In its launch, the SSLV will place in orbit the 145 kg Earth Observation-2 satellite and AzaadiSat, an eight kg cubesat designed by 750 girl students from government schools across the country, to mark the 75th anniversary of India’s independence. This satellite has 75 Femto experiments, selfie cameras to click pictures of its own solar panels and long-range communication transponders.The project, with a mission life of six months, is part of the Azadi Ka Amrit Mahotsav celebrations, to mark the 75th anniversary of Independence.

"This is the first of its kind space mission with an all-women concept to promote women in STEM (science, technology, engineering and mathematics) as this year's UN theme is 'Women in Space'," Rifath Sharook, Chief Technology Officer at Space Kidz India, which has developed the satellite, told PTI. The SSLV D-1 will soar into the skies at 9.18 am from the Satish Dhawan Space Centre at Sriharikota in Andhra Pradesh on Sunday, August 7, and place in orbit the two payloads at the end of its 13.2 minute flight.
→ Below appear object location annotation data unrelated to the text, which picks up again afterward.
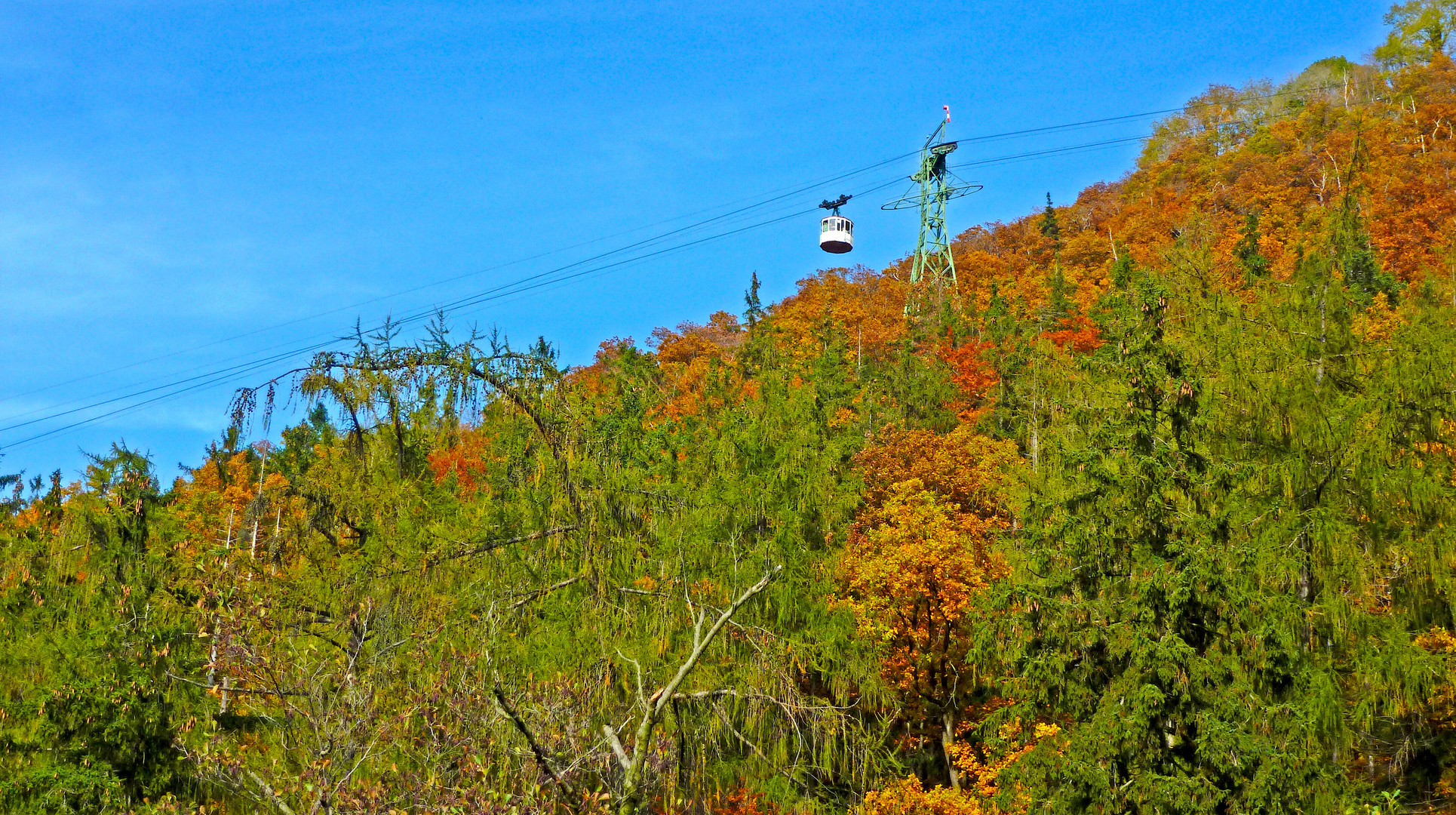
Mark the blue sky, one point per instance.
(174, 175)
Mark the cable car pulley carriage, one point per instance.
(836, 232)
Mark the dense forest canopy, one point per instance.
(1152, 512)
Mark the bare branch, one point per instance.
(530, 741)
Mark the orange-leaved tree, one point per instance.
(919, 558)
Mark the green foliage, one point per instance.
(1420, 32)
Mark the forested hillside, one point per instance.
(1152, 512)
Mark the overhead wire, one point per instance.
(552, 278)
(477, 272)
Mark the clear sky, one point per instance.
(178, 174)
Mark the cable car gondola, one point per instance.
(836, 232)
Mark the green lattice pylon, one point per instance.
(935, 185)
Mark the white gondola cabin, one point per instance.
(836, 235)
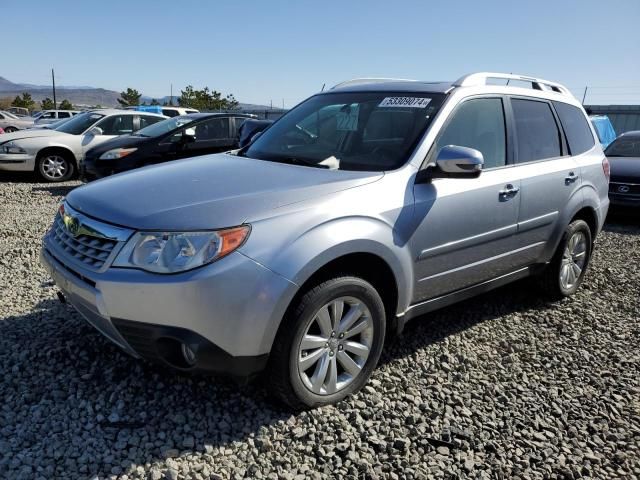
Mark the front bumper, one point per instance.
(227, 312)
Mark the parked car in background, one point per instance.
(50, 116)
(12, 123)
(50, 126)
(249, 129)
(624, 157)
(175, 111)
(173, 139)
(604, 129)
(19, 111)
(362, 207)
(56, 154)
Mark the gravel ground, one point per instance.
(502, 386)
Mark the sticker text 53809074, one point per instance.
(410, 102)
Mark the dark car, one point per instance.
(178, 137)
(624, 157)
(250, 129)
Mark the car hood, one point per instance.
(23, 134)
(208, 192)
(623, 168)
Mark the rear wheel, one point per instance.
(55, 167)
(329, 345)
(564, 275)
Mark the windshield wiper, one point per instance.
(298, 161)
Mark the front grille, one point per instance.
(91, 252)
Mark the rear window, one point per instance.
(536, 130)
(576, 128)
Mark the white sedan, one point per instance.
(56, 154)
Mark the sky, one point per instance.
(282, 52)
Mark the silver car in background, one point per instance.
(361, 208)
(10, 122)
(55, 154)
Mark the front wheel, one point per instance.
(329, 344)
(55, 167)
(565, 272)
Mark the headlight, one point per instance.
(11, 147)
(117, 153)
(171, 252)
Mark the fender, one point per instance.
(303, 255)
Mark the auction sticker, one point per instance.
(410, 102)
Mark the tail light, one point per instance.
(606, 168)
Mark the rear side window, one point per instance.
(536, 129)
(575, 127)
(479, 124)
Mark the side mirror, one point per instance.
(458, 162)
(188, 136)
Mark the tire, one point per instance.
(317, 372)
(564, 274)
(55, 167)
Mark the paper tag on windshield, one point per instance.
(405, 102)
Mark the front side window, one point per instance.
(117, 125)
(370, 131)
(479, 124)
(213, 129)
(576, 128)
(624, 147)
(536, 129)
(80, 123)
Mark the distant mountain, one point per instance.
(86, 96)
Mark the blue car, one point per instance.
(604, 129)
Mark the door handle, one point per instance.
(572, 177)
(508, 191)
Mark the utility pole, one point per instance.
(53, 78)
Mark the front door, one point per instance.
(466, 227)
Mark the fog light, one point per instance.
(188, 354)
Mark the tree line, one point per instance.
(203, 99)
(26, 101)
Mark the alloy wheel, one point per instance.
(335, 345)
(54, 167)
(573, 260)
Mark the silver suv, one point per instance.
(363, 207)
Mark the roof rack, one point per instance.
(481, 78)
(364, 81)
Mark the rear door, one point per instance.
(467, 226)
(549, 175)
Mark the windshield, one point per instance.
(371, 131)
(80, 123)
(160, 128)
(624, 147)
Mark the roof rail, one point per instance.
(364, 81)
(481, 78)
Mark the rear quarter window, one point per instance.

The SSLV is 34 metres in height with a vehicle diameter of two metres and a lift off mass of 120 tonnes.

"The SSLV is a ready to transfer vehicle with modular and unified systems and with standard interfaces for end-to-end industrial production," an ISRO official said. The SSLV also has multi-satellite accommodation with a multi-satellite adapter deck and a digital control system with fully indigenous electro-mechanical actuators.